No matter how you interpret the current situation in Gaza, what the world elite have done to promote and sustain Palestinian victimhood for the past four generations is criminal. To institutionalize and industrialize endless financial and emotional support for a nihilistic victimhood mentality is a crime against humanity, plain and simple. It steals dreams and opportunities from future generations and replaces them with poverty, death, and misery – at immense profit for elite leaders and institutions worldwide.
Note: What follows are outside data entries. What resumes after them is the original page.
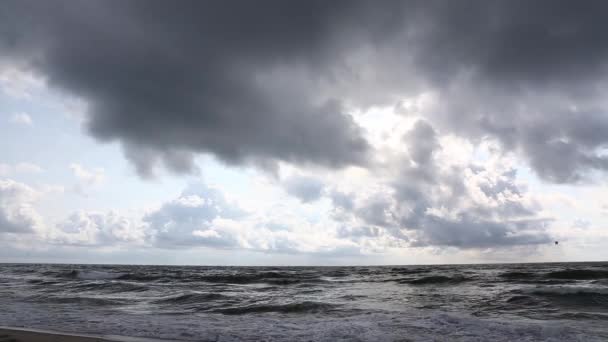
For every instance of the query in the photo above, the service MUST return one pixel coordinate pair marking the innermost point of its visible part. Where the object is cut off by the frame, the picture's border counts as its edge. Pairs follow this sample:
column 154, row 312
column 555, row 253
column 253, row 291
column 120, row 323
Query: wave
column 86, row 301
column 582, row 296
column 113, row 287
column 87, row 275
column 272, row 278
column 190, row 298
column 517, row 275
column 567, row 290
column 578, row 274
column 431, row 280
column 299, row 307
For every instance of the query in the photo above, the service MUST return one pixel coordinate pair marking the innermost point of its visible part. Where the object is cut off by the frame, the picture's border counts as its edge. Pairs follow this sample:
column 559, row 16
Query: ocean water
column 514, row 302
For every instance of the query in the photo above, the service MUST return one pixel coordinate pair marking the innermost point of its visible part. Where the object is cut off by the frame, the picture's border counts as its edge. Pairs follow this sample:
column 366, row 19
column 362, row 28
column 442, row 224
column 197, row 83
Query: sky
column 303, row 133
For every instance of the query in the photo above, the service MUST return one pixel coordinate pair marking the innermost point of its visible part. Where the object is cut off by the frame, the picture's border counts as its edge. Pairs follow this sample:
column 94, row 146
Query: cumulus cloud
column 22, row 119
column 172, row 81
column 19, row 168
column 190, row 82
column 430, row 202
column 87, row 228
column 17, row 214
column 191, row 220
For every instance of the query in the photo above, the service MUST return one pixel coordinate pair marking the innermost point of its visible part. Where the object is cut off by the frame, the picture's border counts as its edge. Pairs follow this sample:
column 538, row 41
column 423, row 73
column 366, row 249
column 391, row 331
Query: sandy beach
column 9, row 334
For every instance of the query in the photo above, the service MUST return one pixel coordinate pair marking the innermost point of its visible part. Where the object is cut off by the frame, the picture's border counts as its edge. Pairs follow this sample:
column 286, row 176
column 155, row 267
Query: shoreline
column 15, row 334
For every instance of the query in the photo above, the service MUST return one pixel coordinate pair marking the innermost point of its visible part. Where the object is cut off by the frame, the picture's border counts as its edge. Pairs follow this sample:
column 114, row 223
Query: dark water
column 517, row 302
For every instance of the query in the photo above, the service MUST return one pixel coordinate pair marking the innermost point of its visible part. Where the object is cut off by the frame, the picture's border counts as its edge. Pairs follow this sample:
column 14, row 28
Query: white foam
column 97, row 275
column 566, row 289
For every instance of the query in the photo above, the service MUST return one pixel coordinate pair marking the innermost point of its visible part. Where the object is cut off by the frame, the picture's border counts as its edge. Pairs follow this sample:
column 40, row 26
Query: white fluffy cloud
column 17, row 214
column 97, row 229
column 19, row 168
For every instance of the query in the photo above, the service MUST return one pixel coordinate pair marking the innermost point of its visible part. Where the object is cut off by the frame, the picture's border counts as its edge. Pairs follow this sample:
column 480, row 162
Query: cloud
column 170, row 82
column 207, row 88
column 191, row 220
column 19, row 168
column 17, row 214
column 432, row 202
column 306, row 189
column 22, row 119
column 89, row 228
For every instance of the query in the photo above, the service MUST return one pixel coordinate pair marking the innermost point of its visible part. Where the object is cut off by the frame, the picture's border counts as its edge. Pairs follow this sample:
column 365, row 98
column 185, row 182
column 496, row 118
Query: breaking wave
column 432, row 280
column 299, row 307
column 578, row 274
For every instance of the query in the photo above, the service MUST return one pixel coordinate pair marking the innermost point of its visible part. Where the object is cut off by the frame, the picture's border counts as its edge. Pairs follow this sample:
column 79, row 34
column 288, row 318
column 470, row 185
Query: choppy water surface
column 523, row 302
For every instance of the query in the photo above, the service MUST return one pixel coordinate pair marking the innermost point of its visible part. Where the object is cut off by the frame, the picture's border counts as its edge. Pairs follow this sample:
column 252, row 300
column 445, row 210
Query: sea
column 494, row 302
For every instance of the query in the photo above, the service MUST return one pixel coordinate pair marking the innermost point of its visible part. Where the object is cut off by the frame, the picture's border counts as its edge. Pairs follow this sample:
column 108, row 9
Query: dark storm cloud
column 167, row 78
column 189, row 220
column 306, row 189
column 257, row 82
column 530, row 74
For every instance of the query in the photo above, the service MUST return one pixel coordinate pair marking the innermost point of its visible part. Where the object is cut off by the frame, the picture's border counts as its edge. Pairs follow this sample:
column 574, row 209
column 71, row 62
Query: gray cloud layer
column 464, row 206
column 266, row 81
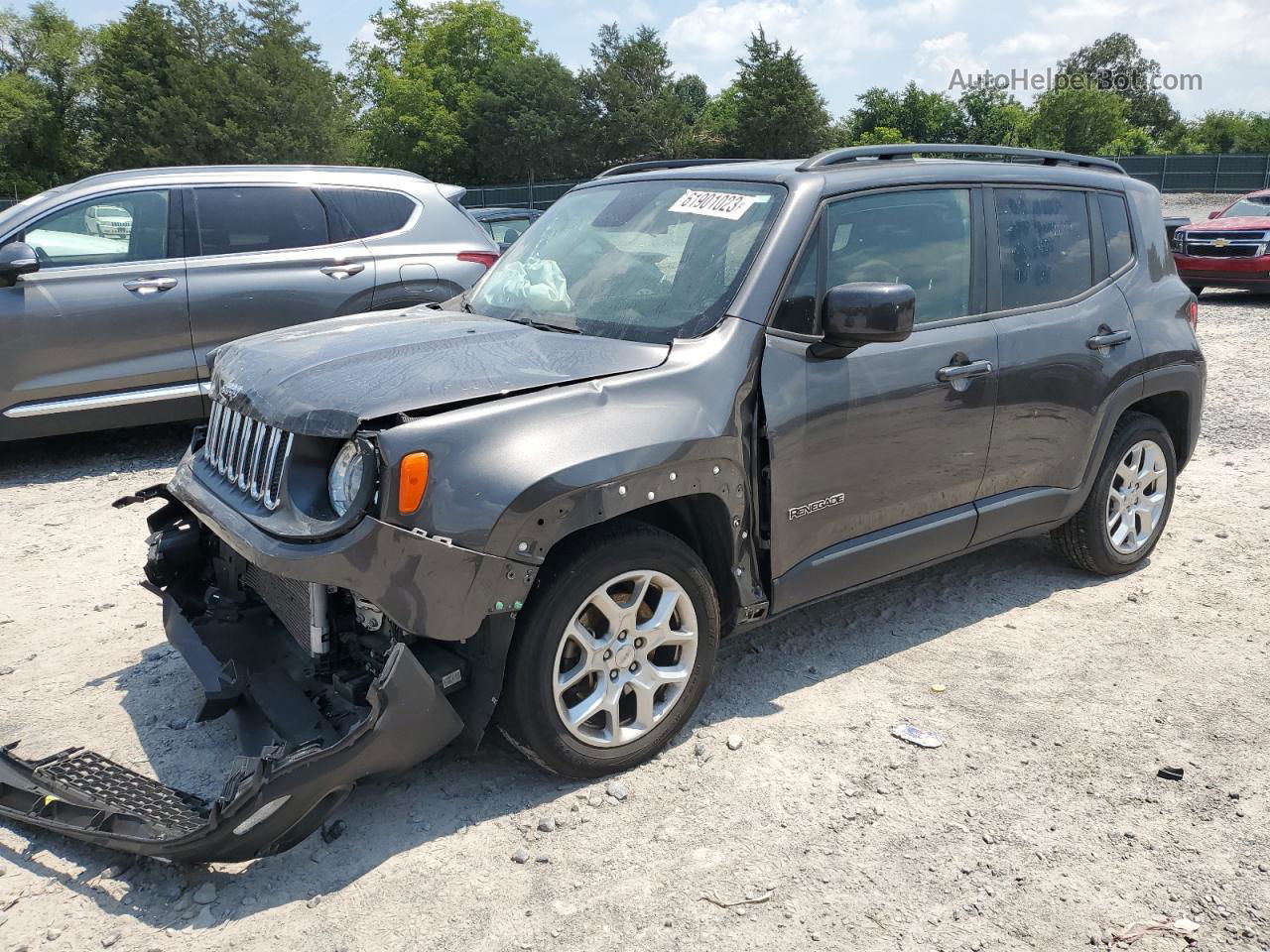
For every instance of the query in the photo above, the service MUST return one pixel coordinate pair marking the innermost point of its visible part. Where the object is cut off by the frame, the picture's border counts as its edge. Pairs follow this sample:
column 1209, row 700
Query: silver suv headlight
column 347, row 475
Soon — hopefully — Hamas will no longer be able to amass a meaningful resistance force. Absent the decision to move on, another equally nihilistic and destructive organization will doubtless arise from the ashes of Gaza to replace them. History will doubtless repeat itself unless and until the Palestinian people reject the victimized martyr narrative wholesale. Unless and until they decide to say, “Fuck you!” to corrupt Palestinian kleptocrats ensconced in distant penthouses, and to all the others on college campuses and elsewhere who so casually promote Palestinian martyrdom and death at no risk whatsoever to themselves. Playing the victim card only guarantees another generation of martyrs, poverty, pain, and death. Enough is enough. Time to move on.
For now, I still miss and mourn my dear friend. But it’s time to move on…
Thank you, Kathleen. Shalom alechem...
Sending blessings of peace to you and your dear friend, Jeff. He sounds like a truly good person -- a rare find. You honor him with your writing about deeply controversial subjects with honesty, compassion, and wisdom.